According to the Stockholm International Peace Research Institute’s (SIPRI) World Military Expenditure Report, in 2016 global weapons expenditures totaled about $1.68 trillion, a 0.4-percent increase over 2015.
The spending spike owes everything to major military powers like Russia, the US and China.
Of the 15 nations that spent the most on arms in 2016, the US far outspent its counterparts at a staggering $611 billion, a 1.7-percent increase from the previous year. China saw a 5.4-percent increase, with $215 billion spent on defense, and Russia spent $69.2 billion, a 5.9-percent increase.
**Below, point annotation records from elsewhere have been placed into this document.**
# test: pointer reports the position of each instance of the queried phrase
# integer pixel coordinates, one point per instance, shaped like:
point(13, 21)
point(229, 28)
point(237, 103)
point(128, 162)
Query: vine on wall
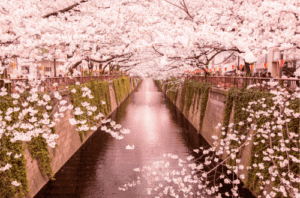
point(121, 87)
point(189, 89)
point(12, 153)
point(242, 99)
point(94, 93)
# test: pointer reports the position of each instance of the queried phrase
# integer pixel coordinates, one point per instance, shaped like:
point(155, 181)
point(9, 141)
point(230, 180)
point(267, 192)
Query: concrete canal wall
point(68, 142)
point(213, 114)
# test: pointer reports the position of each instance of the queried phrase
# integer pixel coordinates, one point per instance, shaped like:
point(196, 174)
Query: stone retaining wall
point(68, 143)
point(214, 114)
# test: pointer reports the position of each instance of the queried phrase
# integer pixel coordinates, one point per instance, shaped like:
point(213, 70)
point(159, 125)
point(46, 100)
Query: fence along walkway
point(228, 82)
point(62, 82)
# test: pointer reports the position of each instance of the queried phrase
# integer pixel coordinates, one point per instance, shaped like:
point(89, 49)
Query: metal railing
point(240, 82)
point(62, 82)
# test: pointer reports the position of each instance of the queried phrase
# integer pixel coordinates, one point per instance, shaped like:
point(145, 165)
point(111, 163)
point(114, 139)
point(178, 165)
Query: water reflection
point(103, 164)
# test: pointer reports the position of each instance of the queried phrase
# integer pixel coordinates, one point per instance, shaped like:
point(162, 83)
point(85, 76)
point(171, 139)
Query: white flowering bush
point(27, 119)
point(266, 122)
Political scientist Marius Bales from Germany’s Bonn International Center for Conversion (BICC) said these numbers reflect the trend of nations depending more on military muscle to settle conflict, rather than statesmanship.
He told Deutsche Welle, "Today, unlike a decade ago, actors are not relying on diplomacy and international institutions. Instead, individual countries are investing in arms to protect themselves."
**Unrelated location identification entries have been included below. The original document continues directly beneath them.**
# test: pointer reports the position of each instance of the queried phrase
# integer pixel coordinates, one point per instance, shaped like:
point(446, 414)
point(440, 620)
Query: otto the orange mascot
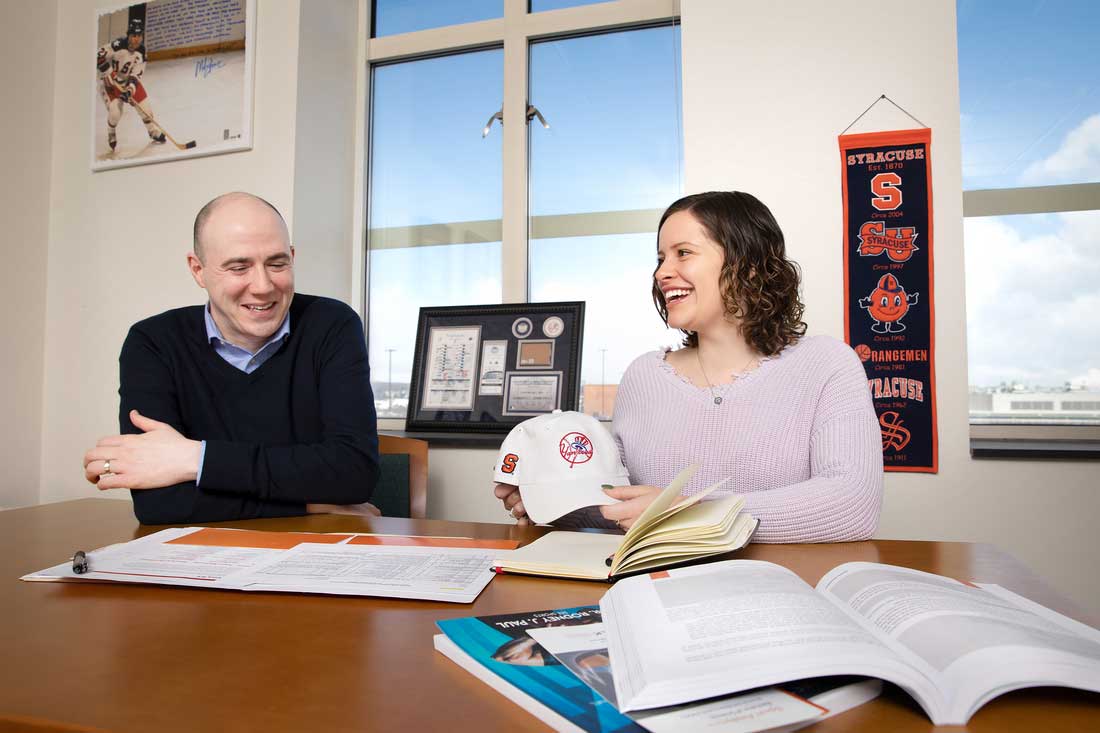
point(888, 304)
Bales added that an increasingly tense international political climate adds to this drive to acquire arms, with wars in the Middle East, tensions in the South China Sea and other conflicts, coupled with diminishing trust in the efficacy of international organizations like the United Nations.
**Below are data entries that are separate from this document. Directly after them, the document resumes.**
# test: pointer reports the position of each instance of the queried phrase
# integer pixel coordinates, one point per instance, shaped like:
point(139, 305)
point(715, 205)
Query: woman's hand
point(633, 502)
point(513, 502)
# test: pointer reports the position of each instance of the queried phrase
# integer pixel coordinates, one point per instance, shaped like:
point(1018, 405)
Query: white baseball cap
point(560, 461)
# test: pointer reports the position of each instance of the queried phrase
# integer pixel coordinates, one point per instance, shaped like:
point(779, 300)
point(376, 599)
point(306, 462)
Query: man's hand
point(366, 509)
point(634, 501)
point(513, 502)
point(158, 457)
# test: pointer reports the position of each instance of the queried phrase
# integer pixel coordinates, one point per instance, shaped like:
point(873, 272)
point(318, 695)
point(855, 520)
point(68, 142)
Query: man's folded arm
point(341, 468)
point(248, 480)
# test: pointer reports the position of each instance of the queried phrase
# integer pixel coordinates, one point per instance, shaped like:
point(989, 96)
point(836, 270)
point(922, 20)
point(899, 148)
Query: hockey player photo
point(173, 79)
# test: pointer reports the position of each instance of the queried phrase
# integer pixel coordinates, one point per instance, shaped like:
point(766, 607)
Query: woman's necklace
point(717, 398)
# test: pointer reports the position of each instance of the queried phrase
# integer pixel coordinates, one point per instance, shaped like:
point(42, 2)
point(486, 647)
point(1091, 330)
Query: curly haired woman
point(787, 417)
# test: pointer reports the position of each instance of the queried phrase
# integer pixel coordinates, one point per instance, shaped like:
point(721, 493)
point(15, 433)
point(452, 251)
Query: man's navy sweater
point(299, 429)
Evaluating the Asia-Pacific region, the report reads, "There are many ongoing tensions in the region: in the Korean Peninsula, between North Korea and South Korea; between China and Japan, over claims in the East China Sea; between China and several Southeast Asian countries, over claims in the South China Sea; between India and Pakistan; and between India and China.
"Such tensions help governments to continue to justify the need to modernize their military capabilities, and to drive military spending upwards. On the other hand, economic growth in the region has generally continued, even if sometimes at a lower rate than in previous years, which makes it possible to increase military spending without increasing the military burden on the economy (i.e. its percentage of the GDP). Almost all the countries in the region have kept their military spending as a percentage of GDP at the same level since 2012."
On the flip side, countries like Saudi Arabia, which usually have large military budgets, scaled back defense spending as dropping oil prices caused a shrinking of national coffers.
Oil prices also prompted Venezuela to lower its defense spending by 56 percent. South Sudan saw a 54-percent drop and Azerbaijan decreased its military spending by 36 percent.
Despite ongoing battles with Daesh, Iraq actually cut 36 percent of its military spending last year.